Gruber Maxwell, Klingele Nate, Monson Christy, Sribnick Eric A
1Department of Pediatric Neurosurgery, Nationwide Children's Hospital, Columbus, Ohio; and.
2Department of Neurosurgery, Ohio State University, Columbus, Ohio.
J Neurosurg Case Lessons. 2023 Jan 30;5(5). doi: 10.3171/CASE22386.
After being struck in the left side of the head by a thin metal rod, a 10-year-old, previously healthy male presented to an urgent care clinic with a subcentimeter scalp laceration in the midline parietal area and a normal neurological exam. Evaluation included skull radiographs, which did not demonstrate a definitive fracture. Following laceration repair, the patient was discharged to home.
Subsequently, progressive neurological symptoms prompted his family to bring him back for evaluation 2 days later, and computed tomography (CT) and magnetic resonance imaging (MRI) revealed an open, depressed skull fracture. Surgical intervention was performed with debridement and closure. The patient was placed on a course of intravenous antibiotics and had no subsequent evidence of infection.

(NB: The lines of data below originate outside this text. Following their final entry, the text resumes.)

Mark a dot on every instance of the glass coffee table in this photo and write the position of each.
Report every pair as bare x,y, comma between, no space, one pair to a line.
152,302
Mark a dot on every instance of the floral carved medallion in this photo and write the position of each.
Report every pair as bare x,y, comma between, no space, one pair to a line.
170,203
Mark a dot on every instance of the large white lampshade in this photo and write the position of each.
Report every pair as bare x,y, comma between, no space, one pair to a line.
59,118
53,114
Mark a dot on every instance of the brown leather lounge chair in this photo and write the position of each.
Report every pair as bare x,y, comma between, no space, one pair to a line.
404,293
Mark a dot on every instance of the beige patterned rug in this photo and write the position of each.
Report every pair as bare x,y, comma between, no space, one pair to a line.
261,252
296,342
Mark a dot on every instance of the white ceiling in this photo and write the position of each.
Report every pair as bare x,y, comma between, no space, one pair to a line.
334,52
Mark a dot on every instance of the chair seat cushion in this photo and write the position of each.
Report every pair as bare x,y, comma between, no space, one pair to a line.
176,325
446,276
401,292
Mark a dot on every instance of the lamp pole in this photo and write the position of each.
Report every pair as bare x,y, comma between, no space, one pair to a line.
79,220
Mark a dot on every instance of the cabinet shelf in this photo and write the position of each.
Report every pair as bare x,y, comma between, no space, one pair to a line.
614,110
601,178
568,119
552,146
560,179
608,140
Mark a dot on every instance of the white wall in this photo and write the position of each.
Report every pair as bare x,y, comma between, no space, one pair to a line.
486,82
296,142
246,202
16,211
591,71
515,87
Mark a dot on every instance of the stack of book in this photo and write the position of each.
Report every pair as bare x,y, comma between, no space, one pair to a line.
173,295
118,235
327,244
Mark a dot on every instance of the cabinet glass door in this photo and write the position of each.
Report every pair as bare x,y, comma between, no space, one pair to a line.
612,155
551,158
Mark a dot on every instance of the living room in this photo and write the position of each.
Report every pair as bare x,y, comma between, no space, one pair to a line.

In cases involving potential cranial perforation by a thin projectile, use of CT imaging or MRI, rather than plain radiographs, may prevent a delay in diagnosis and subsequent complications.
一名10岁、此前健康的男性在头部左侧被一根细金属棒击中后,前往一家紧急护理诊所就诊,其顶叶中线区域有一处不到一厘米的头皮裂伤,神经系统检查正常。评估包括颅骨X光片,未显示明确骨折。伤口缝合后,患者出院回家。
随后,进行性神经症状促使其家人在两天后带他回来进行评估,计算机断层扫描(CT)和磁共振成像(MRI)显示为开放性凹陷性颅骨骨折。进行了清创和闭合的手术干预。患者接受了静脉抗生素治疗,随后没有感染迹象。
在涉及细射弹可能导致颅骨穿孔的病例中,使用CT成像或MRI而非平片,可能会防止诊断延迟和随后的并发症。